Favorite Food:  not a picky eater, eats almost all foods well as long as it is soft and easily digestible. He likes hot dogs, hamburgers, French fries, burritos, rice and beans, cut up apples, oranges, blueberries, grapes. We try to limit his intake of sweets (candy, cakes, sugary drinks) due to seizure risk.

Favorite toy: Scout, the talking dog. Toys that light up and make music.

Favorite DVD/tv shows: Baby Einstein videos, Preschool Prep learning DVDs, My Talking Toddler videos, Any children’s program with bright lights and lots of music. In pre-K, his favorite time was circle time when everyone sang songs. 

Special equipments:

Lucas does not wear leg braces; he sometimes wears knee pads just in case in falls on his knees but is not a necessity.  He wears glasses.  He wears a helmet which helps him to keep his glasses on. Otherwise, he likes to fling his glasses off. He likes to take his shoes off, too.
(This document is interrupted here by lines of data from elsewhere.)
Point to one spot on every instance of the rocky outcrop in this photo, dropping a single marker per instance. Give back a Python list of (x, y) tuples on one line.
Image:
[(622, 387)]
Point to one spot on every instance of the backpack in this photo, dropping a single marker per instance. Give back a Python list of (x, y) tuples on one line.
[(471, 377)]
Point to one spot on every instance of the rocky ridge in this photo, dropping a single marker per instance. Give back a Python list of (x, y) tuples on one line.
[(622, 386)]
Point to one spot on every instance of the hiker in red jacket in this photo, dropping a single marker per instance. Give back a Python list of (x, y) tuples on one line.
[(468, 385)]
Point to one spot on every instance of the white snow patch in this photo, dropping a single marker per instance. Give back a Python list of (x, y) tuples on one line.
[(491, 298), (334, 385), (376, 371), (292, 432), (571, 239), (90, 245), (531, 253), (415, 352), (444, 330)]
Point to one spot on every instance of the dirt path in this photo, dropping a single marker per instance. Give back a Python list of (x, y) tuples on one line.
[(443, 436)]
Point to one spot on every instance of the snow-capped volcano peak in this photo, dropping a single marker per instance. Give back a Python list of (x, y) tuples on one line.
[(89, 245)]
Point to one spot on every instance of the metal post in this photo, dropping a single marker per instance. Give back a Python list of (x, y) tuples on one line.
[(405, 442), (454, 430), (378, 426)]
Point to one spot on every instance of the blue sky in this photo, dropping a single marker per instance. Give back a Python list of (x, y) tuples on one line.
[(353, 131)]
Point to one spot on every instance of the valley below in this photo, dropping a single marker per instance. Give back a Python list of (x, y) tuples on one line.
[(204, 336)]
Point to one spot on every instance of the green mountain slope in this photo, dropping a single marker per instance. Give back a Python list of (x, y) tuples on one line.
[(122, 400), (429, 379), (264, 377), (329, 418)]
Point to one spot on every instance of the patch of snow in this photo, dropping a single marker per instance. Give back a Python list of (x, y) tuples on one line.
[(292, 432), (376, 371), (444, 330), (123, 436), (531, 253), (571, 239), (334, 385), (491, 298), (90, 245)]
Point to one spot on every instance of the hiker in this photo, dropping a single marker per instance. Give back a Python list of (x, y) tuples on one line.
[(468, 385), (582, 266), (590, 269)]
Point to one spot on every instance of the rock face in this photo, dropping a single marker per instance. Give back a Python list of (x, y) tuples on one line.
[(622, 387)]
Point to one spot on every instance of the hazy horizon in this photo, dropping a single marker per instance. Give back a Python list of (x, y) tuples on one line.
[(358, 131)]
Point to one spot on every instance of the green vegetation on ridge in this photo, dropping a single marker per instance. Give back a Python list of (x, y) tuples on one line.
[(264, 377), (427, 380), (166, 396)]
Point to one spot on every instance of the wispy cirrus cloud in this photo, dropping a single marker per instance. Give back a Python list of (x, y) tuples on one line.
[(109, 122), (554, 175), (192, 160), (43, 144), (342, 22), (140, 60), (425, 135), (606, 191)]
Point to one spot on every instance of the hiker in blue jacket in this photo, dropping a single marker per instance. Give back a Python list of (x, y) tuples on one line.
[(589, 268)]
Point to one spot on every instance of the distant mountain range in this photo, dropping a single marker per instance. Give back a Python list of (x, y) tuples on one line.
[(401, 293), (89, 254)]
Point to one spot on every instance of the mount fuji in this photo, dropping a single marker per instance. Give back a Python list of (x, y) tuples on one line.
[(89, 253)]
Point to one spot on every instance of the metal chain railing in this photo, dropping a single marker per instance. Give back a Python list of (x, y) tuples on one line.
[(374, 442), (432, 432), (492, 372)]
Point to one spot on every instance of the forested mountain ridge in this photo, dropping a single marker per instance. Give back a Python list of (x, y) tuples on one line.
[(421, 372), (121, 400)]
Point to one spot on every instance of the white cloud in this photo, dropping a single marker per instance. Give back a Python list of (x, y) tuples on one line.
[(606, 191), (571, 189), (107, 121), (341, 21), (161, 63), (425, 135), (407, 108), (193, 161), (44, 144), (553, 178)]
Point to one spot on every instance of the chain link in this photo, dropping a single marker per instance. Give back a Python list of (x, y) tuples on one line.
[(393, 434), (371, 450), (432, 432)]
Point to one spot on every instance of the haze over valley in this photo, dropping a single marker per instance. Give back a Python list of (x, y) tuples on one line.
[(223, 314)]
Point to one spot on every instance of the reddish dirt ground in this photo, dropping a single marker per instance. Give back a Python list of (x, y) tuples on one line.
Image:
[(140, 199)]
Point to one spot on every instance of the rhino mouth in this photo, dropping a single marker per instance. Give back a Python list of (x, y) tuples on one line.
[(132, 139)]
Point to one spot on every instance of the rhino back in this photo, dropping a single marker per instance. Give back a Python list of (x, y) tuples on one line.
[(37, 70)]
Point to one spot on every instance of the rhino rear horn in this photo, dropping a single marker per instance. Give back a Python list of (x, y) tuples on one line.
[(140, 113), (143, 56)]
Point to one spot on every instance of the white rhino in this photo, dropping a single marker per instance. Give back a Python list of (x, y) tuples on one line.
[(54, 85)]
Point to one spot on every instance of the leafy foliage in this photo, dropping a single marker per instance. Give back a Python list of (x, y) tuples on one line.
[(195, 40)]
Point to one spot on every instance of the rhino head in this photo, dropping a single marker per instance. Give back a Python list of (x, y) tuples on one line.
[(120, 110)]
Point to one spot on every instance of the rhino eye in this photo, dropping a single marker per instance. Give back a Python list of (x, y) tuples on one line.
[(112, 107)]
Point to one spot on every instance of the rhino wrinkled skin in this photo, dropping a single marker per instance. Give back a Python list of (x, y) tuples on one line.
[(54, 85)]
Usually, he wears high tops. On very hot days, we try not to keep the helmet on too long. 

Goals:

1.We would like Lucas to gain as much independence as possible.  In preK, the teacher felt he did not need a 1:1 but one may be helpful for safety. 

2.We would like him to improve more in his hand – eye coordination like placing tokens in piggy banks, puzzles, using utensils to eat.

3.He is incontinent of urine and stool.  Potty training is a big goal we have in place. 

Dosage calculations of CBD, DHA and MCT for Optimal Anticonvulsant Properties.

Found an interesting article about the benefits of caprylic acid found in MCT oil I am supplementing L. I want to do some calculations to see if I am giving the right dose for optimal anticonvulsant effect found in this study.

Optimal anticonvulsant range was found to be 10-30 mmol/kg which showed reduced myoclonic and clonic but not tonic convulsions.  Higher doses seem to not be good. 10-60 mmol/kg actually impaired motor performance and lower doses showed little anticonvulsant effect.  So, I want to make sure I am not over or under doing it with this stuff for L.

If I were to give 10 mmol/kg (trying to stay at a conservative range) for L this is the calculation:

Caprylic acid molar mass = 144.21 g/mol

(144.21g/mol)(10mmol)(mol/1000mmol) = 1.4g in 10 mmol of caprylic acid:

This states that 1.4g is equivalent to 10mmol.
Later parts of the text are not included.